Fue algo inesperado, no calculado. Es costumbre el encuentro en la cocina después de ducharse y antes de marcharse. Pero esta vez, Ana agradecida trata de acercar la bebida al área de la piscina. Se encontraron al tropezar en el portal que comunica la cocina con el área de la piscina. La bandeja volcó con vasos, platos y sus contenidos que rodaron por los adoquines. Ana trastabilló y parecía caer con el choque y el susto. Chico guapo la sostuvo firme entre sus brazos al rodear su cintura y apretarla contra Él. Quedó inclinado hacia Ella.  Sus miradas se encontraron. Se sonrieron.

« ¡Santo Dios, me va a besar!»

Eso pensó justo antes de que sorpresivamente sus bocas accionaran para juntarse.  El beso se hizo erótico y el enredo de las lenguas provocó  una cascada hormonal de  testosteronas. Durante segundos, Ana subió al cielo y bajó. El dolor despertó su cerebro e hizo que abriera los ojos y reaccionara.  « ¡Maldito tobillo! Hacía años que no me besaban y menos con ese sabor a diferencia, a ansiedad» Gimió y se quejó de su pie. Chico guapo la tomó en brazos y la llevó hasta una tumbona en el área de la piscina. Le aplicó un bálsamo, masajeo y vendó el tobillo. Al finalizar se plantó ante Ella.

  —Le traeré un libro para leer. En menos de una hora podrá sostenerse de pie. Y agradezco me disculpe. No, no… puedo explicar que me pasó.

—Está bien. No tiene por qué disculparte. Fue algo inexplicable. Gracias por el vendaje.

  —Entiendo que no quiera volver a verme. Así que queda rescindido el contrato de trabajo y olvidado el viaje a Aragua para volar en parapente. Fue un placer conocerla. Adiós y volteó para salir.

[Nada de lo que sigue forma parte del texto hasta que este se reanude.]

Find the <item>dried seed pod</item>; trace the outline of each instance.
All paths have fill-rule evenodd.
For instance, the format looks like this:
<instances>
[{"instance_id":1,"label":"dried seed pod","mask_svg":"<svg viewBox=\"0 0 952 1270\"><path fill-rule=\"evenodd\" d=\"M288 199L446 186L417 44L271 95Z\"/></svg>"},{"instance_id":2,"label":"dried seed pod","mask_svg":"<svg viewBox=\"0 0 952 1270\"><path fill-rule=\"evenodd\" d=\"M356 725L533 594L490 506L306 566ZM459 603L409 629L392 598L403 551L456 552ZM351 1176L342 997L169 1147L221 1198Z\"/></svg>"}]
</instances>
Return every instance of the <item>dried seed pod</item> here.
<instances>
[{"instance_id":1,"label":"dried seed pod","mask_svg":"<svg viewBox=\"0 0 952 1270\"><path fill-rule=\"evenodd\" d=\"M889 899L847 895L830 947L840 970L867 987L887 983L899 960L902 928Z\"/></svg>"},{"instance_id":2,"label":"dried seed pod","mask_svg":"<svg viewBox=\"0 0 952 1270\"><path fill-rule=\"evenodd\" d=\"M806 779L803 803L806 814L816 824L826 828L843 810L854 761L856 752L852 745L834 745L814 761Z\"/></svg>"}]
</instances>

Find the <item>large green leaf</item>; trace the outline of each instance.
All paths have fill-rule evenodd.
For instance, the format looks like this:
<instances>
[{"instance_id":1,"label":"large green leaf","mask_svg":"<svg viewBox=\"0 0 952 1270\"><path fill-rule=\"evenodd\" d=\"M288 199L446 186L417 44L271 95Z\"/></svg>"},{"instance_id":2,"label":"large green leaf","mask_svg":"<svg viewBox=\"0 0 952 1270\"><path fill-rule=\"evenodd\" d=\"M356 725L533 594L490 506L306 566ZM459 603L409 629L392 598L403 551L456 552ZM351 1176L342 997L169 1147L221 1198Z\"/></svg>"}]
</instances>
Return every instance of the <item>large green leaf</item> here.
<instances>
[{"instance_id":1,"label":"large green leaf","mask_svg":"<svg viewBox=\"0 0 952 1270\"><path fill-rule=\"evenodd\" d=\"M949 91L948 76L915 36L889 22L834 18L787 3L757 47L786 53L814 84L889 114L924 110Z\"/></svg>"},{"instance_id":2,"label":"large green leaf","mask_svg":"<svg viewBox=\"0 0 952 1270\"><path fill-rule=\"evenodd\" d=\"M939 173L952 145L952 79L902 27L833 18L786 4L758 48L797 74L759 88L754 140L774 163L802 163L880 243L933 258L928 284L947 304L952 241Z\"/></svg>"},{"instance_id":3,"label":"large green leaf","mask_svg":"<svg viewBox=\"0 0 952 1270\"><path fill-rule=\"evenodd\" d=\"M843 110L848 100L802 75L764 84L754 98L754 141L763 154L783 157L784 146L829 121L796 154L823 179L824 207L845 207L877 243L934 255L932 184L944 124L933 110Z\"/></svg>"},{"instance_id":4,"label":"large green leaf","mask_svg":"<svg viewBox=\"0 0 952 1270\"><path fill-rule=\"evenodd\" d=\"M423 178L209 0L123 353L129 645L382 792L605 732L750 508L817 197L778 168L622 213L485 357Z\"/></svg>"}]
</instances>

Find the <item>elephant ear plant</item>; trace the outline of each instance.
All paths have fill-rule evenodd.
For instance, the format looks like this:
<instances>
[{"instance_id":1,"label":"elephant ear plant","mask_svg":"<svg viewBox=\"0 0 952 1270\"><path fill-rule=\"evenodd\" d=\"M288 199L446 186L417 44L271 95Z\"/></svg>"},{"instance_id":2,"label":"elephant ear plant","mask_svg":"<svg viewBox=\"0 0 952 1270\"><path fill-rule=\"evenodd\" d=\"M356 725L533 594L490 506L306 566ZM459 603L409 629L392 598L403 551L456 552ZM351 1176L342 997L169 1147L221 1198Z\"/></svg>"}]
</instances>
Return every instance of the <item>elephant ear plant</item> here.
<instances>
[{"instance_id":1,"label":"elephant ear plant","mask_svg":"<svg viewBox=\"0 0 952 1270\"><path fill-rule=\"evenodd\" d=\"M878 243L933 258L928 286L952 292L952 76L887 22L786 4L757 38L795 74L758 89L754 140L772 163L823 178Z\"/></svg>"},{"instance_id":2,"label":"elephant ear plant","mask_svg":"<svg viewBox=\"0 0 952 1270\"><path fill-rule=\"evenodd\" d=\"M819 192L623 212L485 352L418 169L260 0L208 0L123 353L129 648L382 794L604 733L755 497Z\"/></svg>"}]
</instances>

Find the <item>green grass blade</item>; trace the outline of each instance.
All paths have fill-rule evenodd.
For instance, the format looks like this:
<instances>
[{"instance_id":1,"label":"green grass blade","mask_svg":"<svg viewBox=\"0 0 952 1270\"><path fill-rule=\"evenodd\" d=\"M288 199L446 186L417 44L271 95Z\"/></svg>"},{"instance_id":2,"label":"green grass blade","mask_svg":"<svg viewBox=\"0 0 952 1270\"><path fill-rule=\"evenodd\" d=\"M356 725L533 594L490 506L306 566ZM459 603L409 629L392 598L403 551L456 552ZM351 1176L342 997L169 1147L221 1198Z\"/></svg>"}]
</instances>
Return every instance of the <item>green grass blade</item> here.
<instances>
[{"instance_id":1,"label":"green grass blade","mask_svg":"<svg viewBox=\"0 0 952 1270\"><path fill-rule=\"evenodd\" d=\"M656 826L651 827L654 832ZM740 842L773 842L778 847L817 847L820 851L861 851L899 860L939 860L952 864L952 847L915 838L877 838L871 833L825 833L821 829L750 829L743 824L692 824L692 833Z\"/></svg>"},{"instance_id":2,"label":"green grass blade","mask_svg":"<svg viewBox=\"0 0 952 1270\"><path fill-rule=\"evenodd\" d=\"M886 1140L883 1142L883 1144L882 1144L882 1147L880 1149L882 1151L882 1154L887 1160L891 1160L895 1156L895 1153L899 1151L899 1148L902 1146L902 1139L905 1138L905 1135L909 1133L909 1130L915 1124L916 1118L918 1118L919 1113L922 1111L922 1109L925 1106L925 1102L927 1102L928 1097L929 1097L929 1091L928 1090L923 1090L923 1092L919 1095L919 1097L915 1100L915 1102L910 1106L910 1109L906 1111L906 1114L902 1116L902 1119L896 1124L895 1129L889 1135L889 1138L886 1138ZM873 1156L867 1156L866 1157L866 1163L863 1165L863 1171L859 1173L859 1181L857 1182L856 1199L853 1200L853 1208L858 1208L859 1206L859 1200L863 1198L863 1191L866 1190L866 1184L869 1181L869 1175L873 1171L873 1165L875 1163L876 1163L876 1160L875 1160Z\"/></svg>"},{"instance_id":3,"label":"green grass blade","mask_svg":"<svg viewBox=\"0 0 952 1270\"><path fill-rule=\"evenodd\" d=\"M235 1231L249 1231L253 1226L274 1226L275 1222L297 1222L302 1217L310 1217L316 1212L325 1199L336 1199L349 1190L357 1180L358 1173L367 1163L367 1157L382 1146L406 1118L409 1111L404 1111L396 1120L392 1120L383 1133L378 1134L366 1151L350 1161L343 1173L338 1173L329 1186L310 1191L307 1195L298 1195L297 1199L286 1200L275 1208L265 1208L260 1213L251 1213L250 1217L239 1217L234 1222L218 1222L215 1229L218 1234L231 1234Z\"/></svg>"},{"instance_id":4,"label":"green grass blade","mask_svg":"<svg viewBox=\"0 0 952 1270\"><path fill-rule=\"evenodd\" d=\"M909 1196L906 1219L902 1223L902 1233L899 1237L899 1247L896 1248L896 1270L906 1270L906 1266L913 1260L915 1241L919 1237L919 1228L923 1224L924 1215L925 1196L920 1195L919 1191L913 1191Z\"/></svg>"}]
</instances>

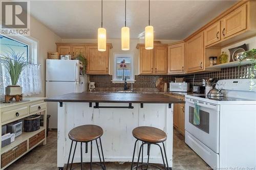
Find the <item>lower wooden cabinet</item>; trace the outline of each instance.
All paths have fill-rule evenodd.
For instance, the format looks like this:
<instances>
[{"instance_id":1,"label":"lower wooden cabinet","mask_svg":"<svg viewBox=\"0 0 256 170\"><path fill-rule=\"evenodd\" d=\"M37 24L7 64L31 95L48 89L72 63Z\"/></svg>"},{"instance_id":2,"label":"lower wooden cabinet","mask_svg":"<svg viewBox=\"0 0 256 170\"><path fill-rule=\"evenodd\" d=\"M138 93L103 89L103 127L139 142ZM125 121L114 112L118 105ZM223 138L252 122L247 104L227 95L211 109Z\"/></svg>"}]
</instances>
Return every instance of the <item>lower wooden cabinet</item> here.
<instances>
[{"instance_id":1,"label":"lower wooden cabinet","mask_svg":"<svg viewBox=\"0 0 256 170\"><path fill-rule=\"evenodd\" d=\"M184 96L172 95L172 97L184 101ZM185 104L175 104L174 107L174 127L185 135Z\"/></svg>"}]
</instances>

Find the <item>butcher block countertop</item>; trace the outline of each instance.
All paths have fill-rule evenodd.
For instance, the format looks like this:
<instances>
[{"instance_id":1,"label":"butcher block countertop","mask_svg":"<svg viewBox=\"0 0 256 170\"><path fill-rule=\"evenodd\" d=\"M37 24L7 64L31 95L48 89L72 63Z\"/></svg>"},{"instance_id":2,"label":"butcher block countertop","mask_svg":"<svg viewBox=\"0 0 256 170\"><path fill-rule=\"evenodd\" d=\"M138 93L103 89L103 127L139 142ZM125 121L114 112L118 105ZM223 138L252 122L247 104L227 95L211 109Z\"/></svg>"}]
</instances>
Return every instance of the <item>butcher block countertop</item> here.
<instances>
[{"instance_id":1,"label":"butcher block countertop","mask_svg":"<svg viewBox=\"0 0 256 170\"><path fill-rule=\"evenodd\" d=\"M184 103L184 102L163 94L136 93L72 93L45 100L46 102L120 103Z\"/></svg>"}]
</instances>

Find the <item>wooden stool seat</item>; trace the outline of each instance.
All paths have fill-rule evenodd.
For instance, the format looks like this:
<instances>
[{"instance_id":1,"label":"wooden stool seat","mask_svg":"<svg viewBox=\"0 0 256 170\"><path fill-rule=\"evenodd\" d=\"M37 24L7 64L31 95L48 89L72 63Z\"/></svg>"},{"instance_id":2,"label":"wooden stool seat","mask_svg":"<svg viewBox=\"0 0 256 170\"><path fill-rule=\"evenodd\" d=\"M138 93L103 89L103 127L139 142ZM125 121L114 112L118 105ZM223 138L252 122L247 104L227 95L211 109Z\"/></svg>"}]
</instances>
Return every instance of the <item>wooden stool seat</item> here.
<instances>
[{"instance_id":1,"label":"wooden stool seat","mask_svg":"<svg viewBox=\"0 0 256 170\"><path fill-rule=\"evenodd\" d=\"M160 143L166 140L167 135L161 129L141 126L133 130L133 135L137 139L150 143Z\"/></svg>"},{"instance_id":2,"label":"wooden stool seat","mask_svg":"<svg viewBox=\"0 0 256 170\"><path fill-rule=\"evenodd\" d=\"M70 139L78 142L87 142L96 139L103 135L103 129L98 126L86 125L72 129L69 133Z\"/></svg>"}]
</instances>

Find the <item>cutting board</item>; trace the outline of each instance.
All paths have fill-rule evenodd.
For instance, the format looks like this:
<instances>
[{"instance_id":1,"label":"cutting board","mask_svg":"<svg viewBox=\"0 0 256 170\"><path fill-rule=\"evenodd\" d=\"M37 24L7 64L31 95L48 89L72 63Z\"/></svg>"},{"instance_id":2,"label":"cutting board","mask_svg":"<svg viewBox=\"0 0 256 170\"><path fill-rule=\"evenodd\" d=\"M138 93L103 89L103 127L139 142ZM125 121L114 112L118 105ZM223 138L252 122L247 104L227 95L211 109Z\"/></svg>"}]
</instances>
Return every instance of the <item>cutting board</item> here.
<instances>
[{"instance_id":1,"label":"cutting board","mask_svg":"<svg viewBox=\"0 0 256 170\"><path fill-rule=\"evenodd\" d=\"M164 90L164 83L165 80L164 78L159 78L156 81L156 87L160 91L163 91Z\"/></svg>"}]
</instances>

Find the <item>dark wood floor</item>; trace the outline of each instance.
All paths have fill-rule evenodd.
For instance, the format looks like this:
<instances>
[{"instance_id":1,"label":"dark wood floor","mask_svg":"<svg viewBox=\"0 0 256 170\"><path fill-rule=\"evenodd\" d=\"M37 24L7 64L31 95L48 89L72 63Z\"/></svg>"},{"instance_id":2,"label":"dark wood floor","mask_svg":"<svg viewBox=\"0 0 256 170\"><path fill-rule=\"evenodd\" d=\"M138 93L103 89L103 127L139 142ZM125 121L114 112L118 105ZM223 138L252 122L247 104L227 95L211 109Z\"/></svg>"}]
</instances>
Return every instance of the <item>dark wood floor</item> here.
<instances>
[{"instance_id":1,"label":"dark wood floor","mask_svg":"<svg viewBox=\"0 0 256 170\"><path fill-rule=\"evenodd\" d=\"M208 170L207 165L184 142L184 137L174 130L174 170ZM7 170L57 170L57 132L49 132L47 144L39 145L14 162ZM77 166L77 165L75 166ZM130 163L107 163L108 170L130 169ZM88 168L86 169L89 169ZM78 166L75 169L80 169ZM93 169L100 169L98 166ZM148 168L148 170L154 169Z\"/></svg>"}]
</instances>

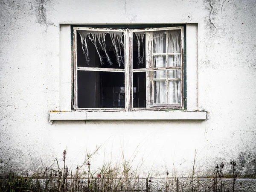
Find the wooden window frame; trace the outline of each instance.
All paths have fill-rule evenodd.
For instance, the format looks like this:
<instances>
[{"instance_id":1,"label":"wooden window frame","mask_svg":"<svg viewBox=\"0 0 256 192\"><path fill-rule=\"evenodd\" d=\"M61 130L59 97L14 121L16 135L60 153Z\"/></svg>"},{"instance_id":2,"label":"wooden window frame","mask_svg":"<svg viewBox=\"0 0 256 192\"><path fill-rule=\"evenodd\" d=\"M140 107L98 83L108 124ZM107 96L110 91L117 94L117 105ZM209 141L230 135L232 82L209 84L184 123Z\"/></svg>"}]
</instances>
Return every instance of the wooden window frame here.
<instances>
[{"instance_id":1,"label":"wooden window frame","mask_svg":"<svg viewBox=\"0 0 256 192\"><path fill-rule=\"evenodd\" d=\"M180 29L181 31L180 38L180 67L154 67L153 57L157 55L157 54L153 52L153 42L152 35L149 37L146 35L146 67L142 69L132 68L132 47L133 33L136 32L145 32L145 33L150 33L156 31ZM99 67L81 67L77 66L77 52L78 47L76 35L77 30L87 30L91 31L102 32L123 32L124 34L125 44L125 67L124 69L103 68ZM168 39L166 38L166 49L168 49ZM72 101L73 109L76 111L165 111L170 110L184 109L184 29L183 26L172 26L168 27L152 28L144 29L111 29L111 28L97 28L84 27L74 27L73 28L73 67L72 74L73 76L73 86L72 89L73 90L73 99ZM174 55L175 54L168 53L168 49L166 51L166 62L168 63L168 55ZM160 55L163 55L163 54ZM175 104L157 104L154 103L154 72L158 70L180 70L181 77L180 79L176 79L180 81L181 88L181 103ZM79 108L78 107L77 101L77 72L78 70L85 70L89 71L108 71L116 73L125 73L125 107L124 108ZM133 73L146 73L146 107L134 108L133 87ZM168 82L167 76L166 81ZM175 80L175 79L172 79ZM169 88L167 86L167 89ZM168 94L168 90L167 93Z\"/></svg>"}]
</instances>

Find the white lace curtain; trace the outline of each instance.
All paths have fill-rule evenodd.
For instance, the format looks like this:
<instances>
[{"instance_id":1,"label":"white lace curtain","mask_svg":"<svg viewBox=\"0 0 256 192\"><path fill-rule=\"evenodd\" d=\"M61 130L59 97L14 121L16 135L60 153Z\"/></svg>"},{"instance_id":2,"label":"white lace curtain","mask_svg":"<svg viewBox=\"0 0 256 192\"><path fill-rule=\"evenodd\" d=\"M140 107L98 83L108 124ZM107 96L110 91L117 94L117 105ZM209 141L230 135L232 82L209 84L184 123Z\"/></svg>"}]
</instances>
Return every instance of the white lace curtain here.
<instances>
[{"instance_id":1,"label":"white lace curtain","mask_svg":"<svg viewBox=\"0 0 256 192\"><path fill-rule=\"evenodd\" d=\"M153 39L154 52L161 55L154 56L154 67L181 66L180 30L155 32ZM173 79L180 79L180 70L154 71L154 78L155 103L180 103L180 81Z\"/></svg>"}]
</instances>

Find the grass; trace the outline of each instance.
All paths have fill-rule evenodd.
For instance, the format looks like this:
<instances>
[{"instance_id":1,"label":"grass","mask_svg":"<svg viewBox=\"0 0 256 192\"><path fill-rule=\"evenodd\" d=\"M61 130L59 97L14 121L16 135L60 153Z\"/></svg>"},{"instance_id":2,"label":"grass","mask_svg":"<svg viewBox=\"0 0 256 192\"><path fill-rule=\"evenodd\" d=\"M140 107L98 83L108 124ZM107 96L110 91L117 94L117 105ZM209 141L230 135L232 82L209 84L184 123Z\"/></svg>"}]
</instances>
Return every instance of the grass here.
<instances>
[{"instance_id":1,"label":"grass","mask_svg":"<svg viewBox=\"0 0 256 192\"><path fill-rule=\"evenodd\" d=\"M91 157L97 154L101 146L96 147L92 153L86 154L86 158L82 164L77 166L73 172L66 163L67 149L63 152L63 166L55 159L54 163L46 168L40 178L15 176L10 172L8 178L0 180L0 192L234 192L236 179L237 177L235 169L236 163L231 160L231 169L233 173L233 185L227 190L223 180L224 164L215 168L215 176L208 180L202 180L196 171L196 151L193 161L191 174L186 178L178 178L173 165L173 172L171 177L167 171L166 177L161 182L157 178L150 177L148 172L145 177L140 177L140 166L134 168L132 165L135 157L127 159L122 152L122 162L104 163L97 171L91 169ZM136 156L136 154L135 154ZM85 171L82 171L86 170ZM162 179L163 180L163 179ZM226 189L225 189L225 187Z\"/></svg>"}]
</instances>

—A las 6 a.m. del domingo estaré lista para partir con o sin ti. Ya sea en moto, en carro, en metro o en bus. Pero iré. Si no te presentas el lunes, para el martes buscaré a otra persona. Allá tú y tus arrepentimientos.

« ¡Esa es mi chica!»

El domingo hicieron parapente y durmieron en la Colonia Tovar. Por mucho más de un año, Ana y Chico guapo disfrutaron de una luna de miel. Tenían la anuencia de Longorio. A ese acuerdo llegaron. Para guardar las apariencias, el matrimonio cambió de residencia dentro de la misma ciudad. Ella fue su institutriz hasta entrar a la Universidad. Se hicieron padres de un precioso niño y  gestores de una niña por nacer.

Así navegando de afuera hacia adentro, Ana María y Chico guapo  llegaron a la  yema, al centro. La parte más sabrosa de la cebolla.